Perform O&M operations on the synchronization task

View the status of the synchronization task

After the synchronization task is created, you can go to the Synchronization Task page to view all synchronization tasks that are created in the workspace and the basic information of each synchronization task.

image

  • You can click Start or Stop in the Operation column to start or stop a synchronization task. You can also choose More to perform operations such as Edit and View on the synchronization task.

  • For a started task, you can view the basic running status of the task in the Execution Overview column. You can also click the corresponding overview area to view the execution details.

image

The real-time synchronization task from Kafka to OSS has the following stages:

  • Schema Migration: This tab displays information such as whether a destination object is a newly created object or an existing object.

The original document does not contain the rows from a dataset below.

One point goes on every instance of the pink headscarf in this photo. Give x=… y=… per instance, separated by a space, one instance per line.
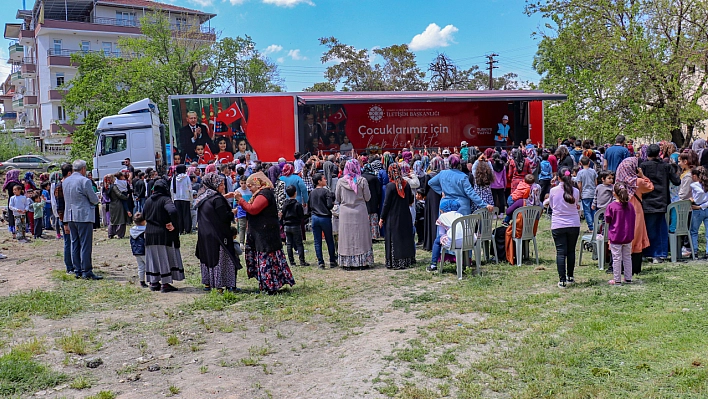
x=352 y=171
x=287 y=170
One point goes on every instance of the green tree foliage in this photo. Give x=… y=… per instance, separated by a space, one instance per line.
x=636 y=67
x=160 y=63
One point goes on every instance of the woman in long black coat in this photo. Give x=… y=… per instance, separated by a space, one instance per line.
x=215 y=245
x=163 y=260
x=432 y=204
x=400 y=243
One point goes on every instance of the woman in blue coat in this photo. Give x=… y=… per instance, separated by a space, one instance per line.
x=455 y=185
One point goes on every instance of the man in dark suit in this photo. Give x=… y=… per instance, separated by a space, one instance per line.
x=311 y=130
x=192 y=134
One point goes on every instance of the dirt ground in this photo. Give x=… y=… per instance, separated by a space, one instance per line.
x=234 y=353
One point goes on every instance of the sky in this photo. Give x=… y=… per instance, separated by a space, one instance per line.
x=288 y=31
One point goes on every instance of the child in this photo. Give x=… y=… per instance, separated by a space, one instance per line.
x=19 y=206
x=292 y=216
x=519 y=197
x=47 y=223
x=241 y=214
x=620 y=220
x=699 y=190
x=604 y=192
x=587 y=182
x=38 y=203
x=137 y=244
x=448 y=214
x=420 y=213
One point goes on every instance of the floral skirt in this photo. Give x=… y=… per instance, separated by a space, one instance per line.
x=221 y=275
x=269 y=268
x=364 y=260
x=374 y=224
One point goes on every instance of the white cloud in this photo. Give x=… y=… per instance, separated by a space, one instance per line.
x=295 y=55
x=288 y=3
x=202 y=3
x=433 y=37
x=273 y=48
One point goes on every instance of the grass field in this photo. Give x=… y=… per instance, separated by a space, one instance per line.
x=509 y=333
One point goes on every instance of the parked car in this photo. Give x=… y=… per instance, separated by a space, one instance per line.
x=28 y=162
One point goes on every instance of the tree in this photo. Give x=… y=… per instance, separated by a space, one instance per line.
x=355 y=69
x=245 y=69
x=632 y=66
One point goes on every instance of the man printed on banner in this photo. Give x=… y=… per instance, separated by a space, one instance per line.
x=192 y=134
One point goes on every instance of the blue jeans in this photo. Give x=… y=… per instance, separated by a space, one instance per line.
x=67 y=248
x=697 y=218
x=437 y=251
x=588 y=211
x=81 y=247
x=658 y=234
x=323 y=225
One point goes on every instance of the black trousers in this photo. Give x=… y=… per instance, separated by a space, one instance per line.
x=185 y=216
x=565 y=239
x=498 y=194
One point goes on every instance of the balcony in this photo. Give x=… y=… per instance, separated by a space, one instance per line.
x=57 y=94
x=17 y=52
x=26 y=37
x=29 y=67
x=18 y=102
x=17 y=79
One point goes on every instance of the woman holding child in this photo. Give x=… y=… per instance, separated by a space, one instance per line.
x=215 y=248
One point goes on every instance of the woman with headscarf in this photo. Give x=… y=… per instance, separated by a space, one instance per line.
x=265 y=259
x=119 y=216
x=12 y=179
x=630 y=174
x=519 y=167
x=432 y=204
x=374 y=203
x=455 y=184
x=400 y=247
x=163 y=260
x=352 y=192
x=219 y=262
x=699 y=147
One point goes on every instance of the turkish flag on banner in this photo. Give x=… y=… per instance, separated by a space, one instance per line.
x=231 y=115
x=339 y=116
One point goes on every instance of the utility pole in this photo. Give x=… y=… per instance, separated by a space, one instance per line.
x=491 y=61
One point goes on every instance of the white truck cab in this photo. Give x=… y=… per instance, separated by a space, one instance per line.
x=134 y=133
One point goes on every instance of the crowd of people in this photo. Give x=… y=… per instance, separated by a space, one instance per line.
x=261 y=212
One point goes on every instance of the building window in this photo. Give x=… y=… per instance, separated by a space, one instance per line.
x=57 y=47
x=181 y=23
x=125 y=18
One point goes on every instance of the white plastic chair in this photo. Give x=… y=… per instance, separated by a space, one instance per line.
x=683 y=225
x=469 y=226
x=597 y=244
x=529 y=215
x=486 y=231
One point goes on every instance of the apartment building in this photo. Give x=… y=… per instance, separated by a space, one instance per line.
x=45 y=37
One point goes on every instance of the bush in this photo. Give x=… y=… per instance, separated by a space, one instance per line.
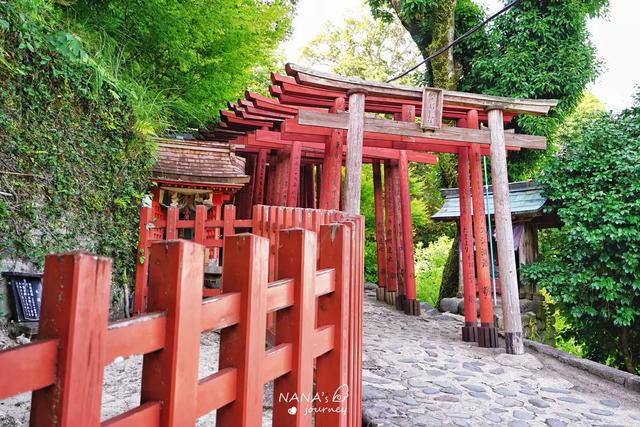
x=73 y=170
x=593 y=271
x=430 y=262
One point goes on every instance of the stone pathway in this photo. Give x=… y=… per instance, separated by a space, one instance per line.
x=418 y=372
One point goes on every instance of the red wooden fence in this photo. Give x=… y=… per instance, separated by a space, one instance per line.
x=268 y=221
x=316 y=295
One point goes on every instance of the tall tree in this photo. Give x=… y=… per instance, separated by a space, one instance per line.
x=539 y=49
x=592 y=272
x=362 y=47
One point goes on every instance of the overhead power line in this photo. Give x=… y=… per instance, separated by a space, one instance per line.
x=458 y=40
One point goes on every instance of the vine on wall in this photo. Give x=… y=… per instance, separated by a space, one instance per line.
x=72 y=170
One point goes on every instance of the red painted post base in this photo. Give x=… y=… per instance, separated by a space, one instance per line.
x=470 y=332
x=488 y=336
x=390 y=297
x=412 y=307
x=513 y=341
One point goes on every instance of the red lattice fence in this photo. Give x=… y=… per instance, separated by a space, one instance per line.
x=314 y=293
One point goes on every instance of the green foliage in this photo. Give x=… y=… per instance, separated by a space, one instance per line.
x=377 y=50
x=181 y=60
x=363 y=47
x=73 y=170
x=430 y=263
x=593 y=272
x=539 y=49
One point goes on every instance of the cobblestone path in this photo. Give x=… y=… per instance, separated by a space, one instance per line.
x=418 y=372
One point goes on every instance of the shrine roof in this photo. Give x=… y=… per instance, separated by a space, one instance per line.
x=526 y=199
x=198 y=163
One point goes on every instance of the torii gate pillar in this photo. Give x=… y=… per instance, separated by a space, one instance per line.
x=504 y=236
x=355 y=138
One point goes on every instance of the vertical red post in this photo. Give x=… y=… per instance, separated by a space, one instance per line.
x=333 y=309
x=170 y=375
x=390 y=219
x=75 y=309
x=270 y=182
x=488 y=334
x=470 y=328
x=246 y=264
x=172 y=223
x=380 y=236
x=228 y=224
x=332 y=164
x=198 y=225
x=399 y=238
x=296 y=325
x=142 y=260
x=318 y=185
x=310 y=187
x=411 y=304
x=260 y=177
x=293 y=181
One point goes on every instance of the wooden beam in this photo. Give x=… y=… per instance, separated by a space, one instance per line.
x=504 y=237
x=443 y=135
x=355 y=137
x=313 y=78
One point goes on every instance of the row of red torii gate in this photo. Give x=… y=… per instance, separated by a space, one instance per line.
x=305 y=146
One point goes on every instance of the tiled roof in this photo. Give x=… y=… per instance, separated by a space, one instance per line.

For a newly created object, the DDL statement that is used to create the object is displayed.

  • Real-time Synchronization: This tab displays statistics about real-time synchronization, including real-time synchronization details, DDL records, and alert information.

Rerun the synchronization task

In some special cases, if you want to modify the fields to synchronize, the fields in a destination table, or table name information, you can also click Rerun in the Operation column of the desired synchronization task. This way, the system synchronizes the changes that are made to the destination. Data in the tables that are already synchronized and are not modified will not be synchronized again.

  • Directly click Rerun without modifying the configurations of the synchronization task to enable the system to rerun the synchronization task.

  • Modify the configurations of the synchronization task and then click Complete. Click Apply Updates that is displayed in the Operation column of the synchronization task to rerun the synchronization task for the latest configurations to take effect.